Uno nunca sabe cuándo le van a poner a prueba. En mi caso, ya van dos veces la misma noche. En cualquier otro momento me hubiera arrancado la camisa; en ése en concreto  aguanté el tipo. Puede que no sea muy viril, pero me dan un asco tremendo los insectos en general y las cucarachas en particular. Es un miedo antiguo, viejo, irracional, que ataca  a mi cerebro reptiliano instándome a huir, a matar, o ambas cosas a la vez. Aunque, como he dicho, esta vez aguanté. ¿Por qué? No lo sé muy bien. Porque, pase lo que pase, sigo siendo yo mismo. Y no me gusta actuar impulsivamente.
—¡Quémala, Jota, Quémala! —grita Rita, percatándose del pequeño Kafka—. Quítate la camisa, tírate por la ventana, haz algo, joder, ¡lo que sea!
Me vienen a la mente las palabras que usa Aragorn en el famoso discurso delante de la Puerta Negra: veo en vuestros ojos el mismo miedo que encogería mi propio corazón. Describen perfectamente las emociones que destilan el rostro de Rita.
Estoy de pie, sigo con la camisa enrollada, monitorizando los movimientos de mi nuevo amigo. El pequeño Kafka está quieto, seguramente tan aterrorizado como yo y Rita juntos. No se atreve a moverse; allí, colgando bocabajo del botón de mi camisa, casi logra que empatice con él. Casi. Porque, al final, tengo muy claro que mi camisa es demasiado pequeña para los dos.
—Rita —digo, apremiándola—, necesito tu ayuda. Mira a ver si encuentras algo con lo que quitármela, un palo o cualquier cosa debería servir.
Rita da varias vueltas sobre sí misma, revisando la habitación, hasta que da con el objeto adecuado: casualmente hay una percha tirada en un rincón. Armada con ella, se acerca a mí con decisión y, de unos cuantos golpes diestros, derriba al pequeño Kafka sobre la cama. Luego, improvisando un silenciador casero con una almohada, la sitúa encima de la cucaracha y le propina media docena de sordos batacazos extra.

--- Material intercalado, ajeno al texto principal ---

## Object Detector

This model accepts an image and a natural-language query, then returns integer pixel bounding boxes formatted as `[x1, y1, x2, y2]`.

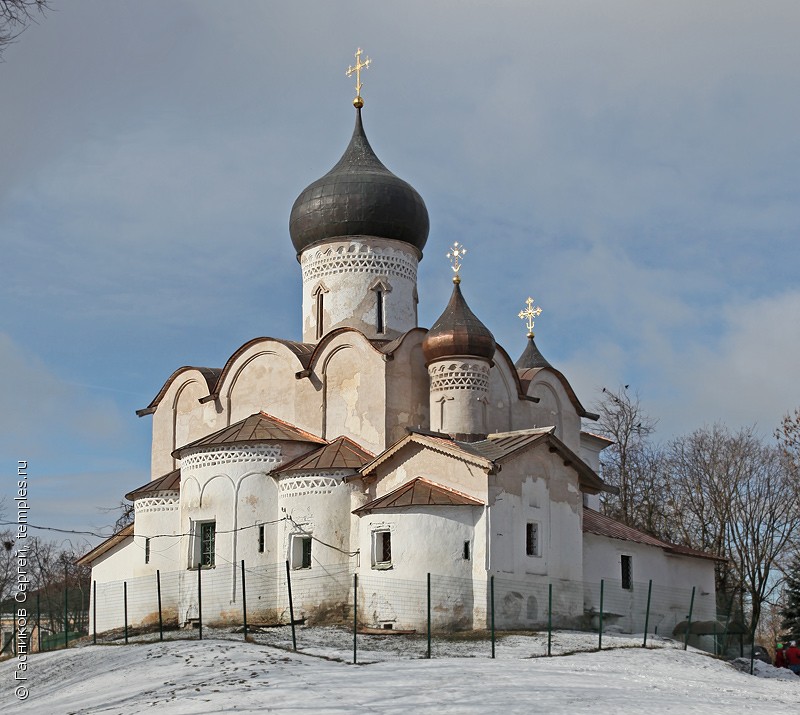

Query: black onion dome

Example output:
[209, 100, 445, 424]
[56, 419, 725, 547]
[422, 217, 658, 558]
[422, 283, 495, 362]
[289, 109, 430, 255]
[514, 335, 553, 370]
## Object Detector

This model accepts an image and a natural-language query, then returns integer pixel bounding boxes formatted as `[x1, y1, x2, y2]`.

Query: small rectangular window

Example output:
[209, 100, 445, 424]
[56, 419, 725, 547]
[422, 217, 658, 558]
[200, 521, 217, 567]
[372, 530, 392, 569]
[525, 521, 540, 556]
[620, 554, 633, 591]
[291, 534, 311, 569]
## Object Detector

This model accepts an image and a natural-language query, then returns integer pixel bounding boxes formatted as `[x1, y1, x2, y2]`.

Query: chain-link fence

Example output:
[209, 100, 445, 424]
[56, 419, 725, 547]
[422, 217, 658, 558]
[4, 562, 752, 661]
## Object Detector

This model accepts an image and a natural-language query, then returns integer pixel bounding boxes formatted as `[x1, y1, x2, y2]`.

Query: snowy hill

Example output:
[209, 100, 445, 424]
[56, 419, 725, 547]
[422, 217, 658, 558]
[0, 639, 800, 715]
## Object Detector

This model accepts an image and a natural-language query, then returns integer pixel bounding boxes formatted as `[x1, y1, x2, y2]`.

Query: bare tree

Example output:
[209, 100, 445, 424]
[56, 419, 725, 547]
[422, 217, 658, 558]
[0, 0, 48, 58]
[594, 385, 665, 533]
[667, 424, 800, 625]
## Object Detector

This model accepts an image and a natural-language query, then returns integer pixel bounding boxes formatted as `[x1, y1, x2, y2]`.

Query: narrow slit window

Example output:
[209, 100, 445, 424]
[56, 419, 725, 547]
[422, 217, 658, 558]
[199, 521, 217, 567]
[291, 534, 311, 569]
[620, 554, 633, 591]
[375, 288, 385, 334]
[525, 521, 540, 556]
[316, 290, 325, 340]
[372, 531, 392, 569]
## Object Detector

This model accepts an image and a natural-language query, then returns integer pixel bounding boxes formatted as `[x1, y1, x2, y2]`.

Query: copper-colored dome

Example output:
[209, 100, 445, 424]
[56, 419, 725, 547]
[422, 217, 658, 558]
[289, 109, 429, 255]
[422, 283, 495, 363]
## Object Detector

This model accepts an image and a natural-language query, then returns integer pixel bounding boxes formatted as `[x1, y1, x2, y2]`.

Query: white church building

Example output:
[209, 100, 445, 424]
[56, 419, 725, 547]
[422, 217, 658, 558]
[81, 91, 715, 632]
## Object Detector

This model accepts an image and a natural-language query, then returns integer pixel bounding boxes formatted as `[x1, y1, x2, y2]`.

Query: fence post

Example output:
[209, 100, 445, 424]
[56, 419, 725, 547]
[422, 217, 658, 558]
[353, 573, 358, 665]
[489, 574, 494, 658]
[197, 563, 203, 640]
[720, 596, 733, 655]
[597, 578, 605, 650]
[427, 571, 431, 658]
[547, 583, 553, 655]
[36, 583, 42, 653]
[286, 559, 297, 650]
[642, 579, 653, 648]
[156, 569, 164, 641]
[683, 586, 696, 650]
[92, 581, 97, 645]
[242, 559, 247, 641]
[64, 564, 69, 648]
[122, 581, 128, 645]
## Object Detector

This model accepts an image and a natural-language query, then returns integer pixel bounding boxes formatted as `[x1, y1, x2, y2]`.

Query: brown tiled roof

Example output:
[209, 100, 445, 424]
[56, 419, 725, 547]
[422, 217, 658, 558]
[353, 477, 483, 514]
[470, 427, 616, 493]
[172, 412, 326, 457]
[583, 507, 725, 561]
[125, 469, 181, 501]
[361, 431, 492, 477]
[76, 524, 133, 566]
[278, 437, 375, 473]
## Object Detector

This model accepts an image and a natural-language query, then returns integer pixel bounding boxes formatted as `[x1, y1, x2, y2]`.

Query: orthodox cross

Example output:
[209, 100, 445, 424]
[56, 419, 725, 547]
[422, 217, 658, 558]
[345, 47, 372, 109]
[447, 241, 467, 283]
[519, 298, 542, 338]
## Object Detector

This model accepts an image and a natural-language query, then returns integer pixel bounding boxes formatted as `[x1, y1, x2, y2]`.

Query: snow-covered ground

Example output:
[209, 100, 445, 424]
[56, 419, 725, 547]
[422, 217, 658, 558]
[0, 629, 800, 715]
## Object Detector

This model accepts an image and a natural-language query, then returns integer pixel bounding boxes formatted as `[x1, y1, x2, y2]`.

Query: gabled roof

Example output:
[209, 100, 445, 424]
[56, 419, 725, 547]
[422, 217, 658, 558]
[517, 367, 600, 420]
[361, 431, 494, 477]
[75, 524, 133, 566]
[583, 507, 726, 561]
[277, 436, 375, 474]
[353, 477, 483, 514]
[136, 365, 222, 417]
[361, 427, 617, 494]
[172, 412, 326, 457]
[471, 427, 617, 494]
[125, 469, 181, 501]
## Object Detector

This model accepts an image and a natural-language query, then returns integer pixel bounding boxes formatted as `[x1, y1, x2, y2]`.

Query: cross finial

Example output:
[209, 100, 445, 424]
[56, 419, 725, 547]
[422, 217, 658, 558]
[345, 47, 372, 109]
[519, 298, 542, 338]
[447, 241, 467, 283]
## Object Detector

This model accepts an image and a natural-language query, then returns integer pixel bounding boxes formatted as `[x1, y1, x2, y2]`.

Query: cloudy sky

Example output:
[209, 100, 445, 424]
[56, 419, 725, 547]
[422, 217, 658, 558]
[0, 0, 800, 539]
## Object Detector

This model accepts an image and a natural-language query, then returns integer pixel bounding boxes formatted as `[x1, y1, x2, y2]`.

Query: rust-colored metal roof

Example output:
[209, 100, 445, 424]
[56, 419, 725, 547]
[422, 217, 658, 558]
[353, 477, 483, 514]
[278, 436, 375, 474]
[422, 276, 495, 363]
[361, 430, 493, 477]
[583, 507, 726, 561]
[125, 469, 181, 501]
[76, 524, 133, 566]
[172, 412, 327, 457]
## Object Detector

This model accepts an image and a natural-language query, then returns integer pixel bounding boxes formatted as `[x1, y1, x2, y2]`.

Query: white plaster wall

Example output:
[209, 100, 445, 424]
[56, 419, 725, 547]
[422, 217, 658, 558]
[489, 446, 583, 581]
[310, 332, 386, 453]
[300, 236, 419, 343]
[583, 533, 716, 637]
[385, 328, 430, 446]
[428, 356, 489, 434]
[220, 340, 321, 434]
[150, 370, 219, 479]
[359, 506, 486, 630]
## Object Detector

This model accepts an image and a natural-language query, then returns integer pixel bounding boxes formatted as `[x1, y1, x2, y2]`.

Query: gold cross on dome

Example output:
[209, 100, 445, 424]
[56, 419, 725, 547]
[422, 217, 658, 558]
[519, 298, 542, 338]
[345, 47, 372, 109]
[447, 241, 467, 283]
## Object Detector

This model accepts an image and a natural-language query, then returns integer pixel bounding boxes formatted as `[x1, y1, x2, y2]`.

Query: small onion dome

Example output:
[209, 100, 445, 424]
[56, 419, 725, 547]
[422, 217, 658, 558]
[514, 335, 553, 370]
[422, 283, 495, 363]
[289, 108, 430, 256]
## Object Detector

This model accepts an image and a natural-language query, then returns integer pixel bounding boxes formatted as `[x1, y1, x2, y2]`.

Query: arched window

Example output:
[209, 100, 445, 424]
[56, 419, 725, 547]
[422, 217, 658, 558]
[369, 278, 392, 335]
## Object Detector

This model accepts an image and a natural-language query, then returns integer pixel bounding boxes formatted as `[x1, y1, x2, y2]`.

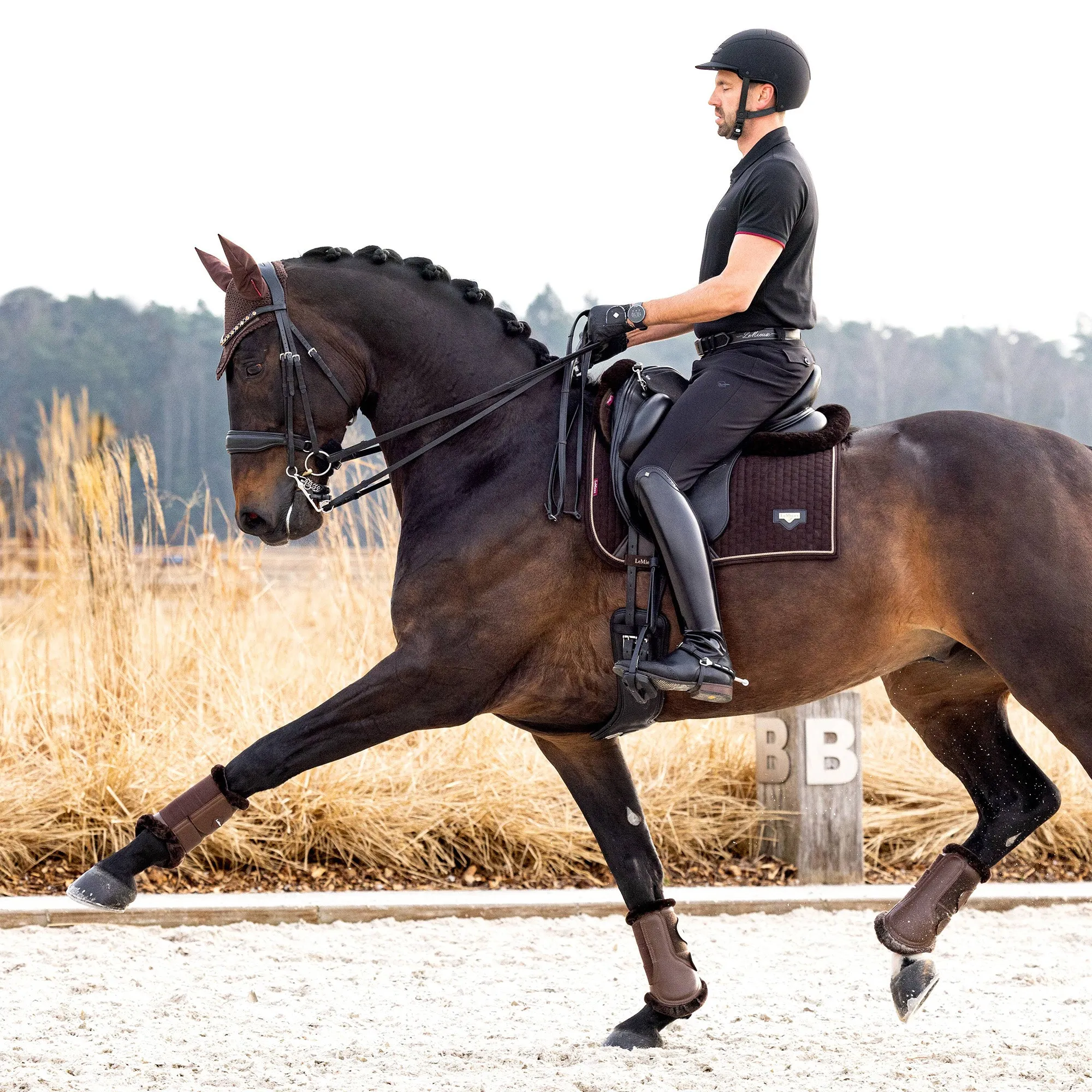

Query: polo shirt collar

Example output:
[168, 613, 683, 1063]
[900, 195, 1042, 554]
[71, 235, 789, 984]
[732, 126, 788, 181]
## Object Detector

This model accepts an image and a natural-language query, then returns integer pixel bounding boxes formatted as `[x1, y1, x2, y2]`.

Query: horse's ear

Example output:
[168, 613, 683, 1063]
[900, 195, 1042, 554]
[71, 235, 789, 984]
[219, 235, 270, 300]
[193, 247, 232, 292]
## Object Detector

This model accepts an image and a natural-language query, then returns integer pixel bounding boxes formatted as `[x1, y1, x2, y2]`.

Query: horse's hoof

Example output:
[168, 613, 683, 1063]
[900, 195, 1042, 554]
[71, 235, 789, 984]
[68, 865, 136, 913]
[603, 1005, 674, 1051]
[891, 954, 940, 1023]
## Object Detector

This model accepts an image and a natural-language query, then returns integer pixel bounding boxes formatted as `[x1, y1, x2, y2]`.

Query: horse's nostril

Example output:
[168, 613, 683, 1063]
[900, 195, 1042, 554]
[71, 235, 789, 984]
[239, 512, 265, 535]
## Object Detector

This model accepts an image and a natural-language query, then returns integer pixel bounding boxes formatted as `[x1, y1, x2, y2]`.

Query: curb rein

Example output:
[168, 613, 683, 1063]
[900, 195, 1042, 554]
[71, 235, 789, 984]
[223, 262, 602, 522]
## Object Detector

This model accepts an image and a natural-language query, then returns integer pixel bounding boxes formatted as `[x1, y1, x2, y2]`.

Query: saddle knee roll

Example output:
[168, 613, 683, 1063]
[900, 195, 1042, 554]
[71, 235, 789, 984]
[626, 900, 709, 1020]
[136, 765, 250, 868]
[876, 845, 989, 956]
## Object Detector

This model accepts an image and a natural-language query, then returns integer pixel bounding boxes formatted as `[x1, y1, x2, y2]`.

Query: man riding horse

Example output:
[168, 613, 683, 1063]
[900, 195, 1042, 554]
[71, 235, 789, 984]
[587, 31, 819, 701]
[70, 21, 1092, 1046]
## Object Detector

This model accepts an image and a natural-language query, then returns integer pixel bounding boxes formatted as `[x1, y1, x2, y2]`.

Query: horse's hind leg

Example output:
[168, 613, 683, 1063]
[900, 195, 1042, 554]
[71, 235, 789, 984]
[535, 734, 707, 1051]
[876, 645, 1061, 1020]
[69, 649, 478, 911]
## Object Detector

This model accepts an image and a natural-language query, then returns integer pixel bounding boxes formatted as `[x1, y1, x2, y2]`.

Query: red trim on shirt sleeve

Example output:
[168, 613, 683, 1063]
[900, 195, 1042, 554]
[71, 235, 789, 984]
[736, 232, 785, 250]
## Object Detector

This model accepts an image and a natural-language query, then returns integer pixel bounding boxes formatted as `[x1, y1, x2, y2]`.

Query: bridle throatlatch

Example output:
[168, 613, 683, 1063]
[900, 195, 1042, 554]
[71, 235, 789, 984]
[222, 262, 602, 519]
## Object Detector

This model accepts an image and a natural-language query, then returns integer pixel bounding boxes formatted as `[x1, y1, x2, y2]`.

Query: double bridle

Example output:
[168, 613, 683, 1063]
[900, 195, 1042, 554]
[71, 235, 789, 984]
[223, 262, 601, 520]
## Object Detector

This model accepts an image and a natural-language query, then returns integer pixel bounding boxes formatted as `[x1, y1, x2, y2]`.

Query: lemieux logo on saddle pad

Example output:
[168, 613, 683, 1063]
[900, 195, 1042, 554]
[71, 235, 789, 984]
[773, 508, 808, 531]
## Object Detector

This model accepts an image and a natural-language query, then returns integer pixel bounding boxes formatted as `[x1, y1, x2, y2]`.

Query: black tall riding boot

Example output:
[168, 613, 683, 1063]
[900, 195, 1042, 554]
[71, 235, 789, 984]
[615, 466, 736, 701]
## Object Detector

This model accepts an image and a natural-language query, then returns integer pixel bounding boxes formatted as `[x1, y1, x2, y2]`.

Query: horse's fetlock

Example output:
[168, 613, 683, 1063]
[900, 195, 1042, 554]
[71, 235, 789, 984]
[627, 900, 709, 1020]
[136, 765, 250, 868]
[876, 844, 989, 956]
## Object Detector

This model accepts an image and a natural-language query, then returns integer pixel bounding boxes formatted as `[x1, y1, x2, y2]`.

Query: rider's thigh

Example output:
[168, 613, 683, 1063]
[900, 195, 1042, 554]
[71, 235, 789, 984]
[629, 354, 810, 492]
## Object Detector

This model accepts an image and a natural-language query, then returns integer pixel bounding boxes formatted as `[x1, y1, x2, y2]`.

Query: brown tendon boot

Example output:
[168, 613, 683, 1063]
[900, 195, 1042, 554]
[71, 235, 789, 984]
[876, 844, 989, 956]
[136, 765, 250, 868]
[626, 899, 709, 1020]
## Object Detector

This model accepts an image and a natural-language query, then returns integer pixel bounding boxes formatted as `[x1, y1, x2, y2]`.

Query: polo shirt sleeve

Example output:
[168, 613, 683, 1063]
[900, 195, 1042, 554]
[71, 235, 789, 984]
[736, 159, 807, 246]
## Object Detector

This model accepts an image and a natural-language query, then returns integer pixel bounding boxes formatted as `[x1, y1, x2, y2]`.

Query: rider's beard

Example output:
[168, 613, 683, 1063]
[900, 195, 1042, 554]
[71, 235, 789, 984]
[714, 110, 736, 138]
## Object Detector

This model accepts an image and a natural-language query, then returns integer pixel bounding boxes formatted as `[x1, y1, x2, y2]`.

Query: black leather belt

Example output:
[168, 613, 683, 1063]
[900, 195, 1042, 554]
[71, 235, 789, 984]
[693, 327, 800, 356]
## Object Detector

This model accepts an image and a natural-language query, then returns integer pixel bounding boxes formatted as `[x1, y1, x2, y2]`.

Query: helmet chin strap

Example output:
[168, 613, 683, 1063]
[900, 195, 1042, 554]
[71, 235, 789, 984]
[728, 75, 778, 140]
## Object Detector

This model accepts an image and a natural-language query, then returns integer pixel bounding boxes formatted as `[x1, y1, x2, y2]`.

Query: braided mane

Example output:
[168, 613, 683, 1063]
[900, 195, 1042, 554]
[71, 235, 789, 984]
[301, 246, 557, 366]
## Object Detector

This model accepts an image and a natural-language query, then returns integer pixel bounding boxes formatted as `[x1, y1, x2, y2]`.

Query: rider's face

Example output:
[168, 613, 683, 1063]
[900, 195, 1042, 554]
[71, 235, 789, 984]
[709, 72, 773, 136]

—¡Regresa a la oscuridad! —grita ella, golpeando una y otra vez hasta que las patas del pequeño Kafka cesan su actividad frenética para siempre.
—Gracias, joder, te debo una. Vaya manta de hostias que le has servido al bicho.
Rita vuelve a la ventana. Me da la espalda, pero sé que está sonriendo. Se acoda en la repisa y retoma su cigarrillo. Me gustaría decir que lo encendió con la luz de la luna, pero estaría mintiendo.
—¿Tienes fuego?
Me coloco a su lado y le doy fuego. La llama parpadea y proporciona un poco de calor. Es agradable aunque no haga nada de frío.

—Espero —dice ella—, que si acabas encontrando esa idea magnífica que has perdido antes y lo conviertes en un relato, no se te olvide mencionar quién fue tu ángel de la guarda.